What was Paul aiming at? What was all his motivation directed towards? Knowing Christ, sharing his suffering, sharing his glory. But the consummation is in these words, “in order that I may attain to the resurrection from the dead.” The word resurrection there is a special form that means the resurrection out from the dead. Not the general resurrection of all the dead but the resurrection depicted later on in the book of Revelation and elsewhere, the resurrection of the righteous dead, those who have died in Christ. Paul says literally, the “out resurrection.” That’s his aim. And then he says:
“Not that I have already obtained it, or have already become perfect, but I press on in order that I may lay hold of that for which also I was laid hold of by Christ Jesus.” (NAS)
What is that? It’s the out resurrection. So he says, “I will not be perfect. I will not be complete until I have attained to the out resurrection.” And apparently his whole life’s course was directed toward that.
And then, at the end of Philippians 3 he indicates that this should apply to all Christians. In verses 20-21:
“For our citizenship is in heaven, from which also we eagerly wait for a Savior, the Lord Jesus Christ...”
Notice those words again which I have been emphasizing, “eagerly wait for a Savior, the Lord Jesus Christ.” One reason why we are eagerly waiting is in the next verse:
“[He] will transform the body of our humble state into conformity with the body of his glory, by the exertion of the power that he has even to subject all things to himself.”

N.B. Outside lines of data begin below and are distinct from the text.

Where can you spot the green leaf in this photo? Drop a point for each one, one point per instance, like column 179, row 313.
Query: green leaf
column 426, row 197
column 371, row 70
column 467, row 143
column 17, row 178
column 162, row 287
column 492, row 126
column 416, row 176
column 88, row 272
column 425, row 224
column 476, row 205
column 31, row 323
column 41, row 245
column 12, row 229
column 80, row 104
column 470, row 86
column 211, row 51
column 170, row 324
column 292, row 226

So when he comes in glory he’s going to change our body. We’ll get what’s called a resurrection body. In this present body we are in a body of what Paul calls humiliation. Our present body in its condition is the result of man’s rebellion against God and his fall. The key word that describes this body is the world corrupt or corruptible. But that’s not what we’re going to end with. We’ll put away this body in the grave when we die but when Christ comes we’ll be given another body which will be like the body of his glory. So, there’ll be a change in our body from humiliation to glory but that will not come about until Jesus returns in his glory. His glory will be a pattern of the glory that will be given to us because his glory will exceed that of all believers. But, we will have the same type of glory, the same type of body and then, and then only will the salvation which he purchased through his death and his resurrection be completed. So bear in mind that only at the return of Christ that our personal salvation will be completed. And notice again those words, let me leave them with you, ”we eagerly await for a Savior.” Is that true of you?
Our time is up for today. I’ll be back with you again tomorrow at this same time. Tomorrow I’ll be sharing with you a second reason why all Christians should be longing for Christ’s appearing.